- The Washington Times - Tuesday, December 24, 2019

An editor for The Christian Post announced his “abrupt” resignation Monday night over an editorial that he says positioned the evangelical Christian newspaper as being “on Team Trump.”

The Christian Post on Monday published an editorial by John Grano and Richard Land that slammed Christianity Today editor Mark Galli for his op-ed last week calling for President Trump to be removed from office. The Post piece argued that Christianity Today’s “disdainful, dismissive, elitist posture toward their fellow Christians may well do far more long-term damage to American Christianity and its witness than any current prudential support for President Trump will ever cause.”

Napp Nazworth, who has worked for the Christian Post website since 2011, according to The Washington Post, announced in a series of tweets that he could no longer work for the publication in good conscience over its pro-Trump stance.
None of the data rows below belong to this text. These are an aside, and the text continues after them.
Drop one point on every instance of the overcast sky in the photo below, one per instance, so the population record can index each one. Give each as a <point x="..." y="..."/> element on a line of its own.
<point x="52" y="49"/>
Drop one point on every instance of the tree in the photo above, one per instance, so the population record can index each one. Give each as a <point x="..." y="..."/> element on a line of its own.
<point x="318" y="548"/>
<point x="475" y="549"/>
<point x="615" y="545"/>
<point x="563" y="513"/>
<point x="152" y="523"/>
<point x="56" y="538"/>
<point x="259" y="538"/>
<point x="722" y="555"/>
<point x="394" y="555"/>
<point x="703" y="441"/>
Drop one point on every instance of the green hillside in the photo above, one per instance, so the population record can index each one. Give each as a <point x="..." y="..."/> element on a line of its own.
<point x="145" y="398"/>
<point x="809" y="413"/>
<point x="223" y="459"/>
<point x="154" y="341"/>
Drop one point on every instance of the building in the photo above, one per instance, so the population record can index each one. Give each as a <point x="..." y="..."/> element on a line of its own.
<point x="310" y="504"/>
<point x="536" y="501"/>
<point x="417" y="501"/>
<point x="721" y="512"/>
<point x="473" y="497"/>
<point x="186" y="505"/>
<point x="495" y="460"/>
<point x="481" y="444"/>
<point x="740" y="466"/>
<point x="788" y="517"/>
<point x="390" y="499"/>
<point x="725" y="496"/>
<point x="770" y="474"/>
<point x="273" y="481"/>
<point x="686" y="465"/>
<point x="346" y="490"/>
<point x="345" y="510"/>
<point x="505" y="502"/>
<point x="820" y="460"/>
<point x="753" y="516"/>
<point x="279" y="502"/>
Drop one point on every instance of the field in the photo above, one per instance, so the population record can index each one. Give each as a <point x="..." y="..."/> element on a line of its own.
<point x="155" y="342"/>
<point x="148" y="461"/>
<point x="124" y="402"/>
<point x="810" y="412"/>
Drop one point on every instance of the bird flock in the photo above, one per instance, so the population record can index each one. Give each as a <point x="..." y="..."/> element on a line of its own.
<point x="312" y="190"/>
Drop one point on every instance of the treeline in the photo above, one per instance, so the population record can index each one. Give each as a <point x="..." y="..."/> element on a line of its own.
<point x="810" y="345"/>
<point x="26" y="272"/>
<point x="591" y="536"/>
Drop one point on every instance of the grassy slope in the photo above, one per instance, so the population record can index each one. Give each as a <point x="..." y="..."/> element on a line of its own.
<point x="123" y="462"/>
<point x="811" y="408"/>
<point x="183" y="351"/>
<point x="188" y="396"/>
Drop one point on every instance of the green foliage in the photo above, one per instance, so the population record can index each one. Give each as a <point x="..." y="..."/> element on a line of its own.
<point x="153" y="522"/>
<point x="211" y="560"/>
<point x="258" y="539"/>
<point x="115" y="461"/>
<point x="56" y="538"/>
“Today, rather abruptly, I was forced to make the difficult choice to leave The Christian Post,” Mr. Nazworth wrote. “They decided to publish an editorial that positions them on Team Trump. I can’t be an editor for a publication with that editorial voice.

“I’m saddened by what happened for many reasons. I’ve been with CP for over 8.5 years, made many friendships, and had lots of exciting opportunities along the way,” he continued. “As long as I was with the company, they strived to be a place that represented the diversity of evangelicalism in the US. I even wrote about this diversity in the last published article I wrote on Sunday. When the editors had disagreements, we would work through them, letting those discussions and debates inform and improve our coverage.

“Now, CP has chosen to go in a different direction. Like so many other media companies, they’ve chosen to silo themselves,” he wrote. “They’ve chosen to represent a narrow (and shrinking) slice of Christianity. That might be a good business decision, short term at least. But it’s bad for Democracy, and bad for the Gospel. It means there will be one more place where readers can go for bias confirmation, but one less place where readers can go to exercise their brains on diversity of thought.”

The Christian Post’s editorial Monday came in stark contrast to Christianity Today’s, in which Mr. Galli claimed that Mr. Trump unconstitutionally and immorally “attempted to use his political power to coerce a foreign leader to harass and discredit one of the president’s political opponents.”

The president later slammed the publication as a “far left magazine” that he will no longer read.

Christianity Today President Timothy Dalrymple told The Washington Post that their anti-Trump position had resulted in only 2,000 canceled subscriptions, compared to about 5,000 new subscriptions from a younger, more diverse and more global audience.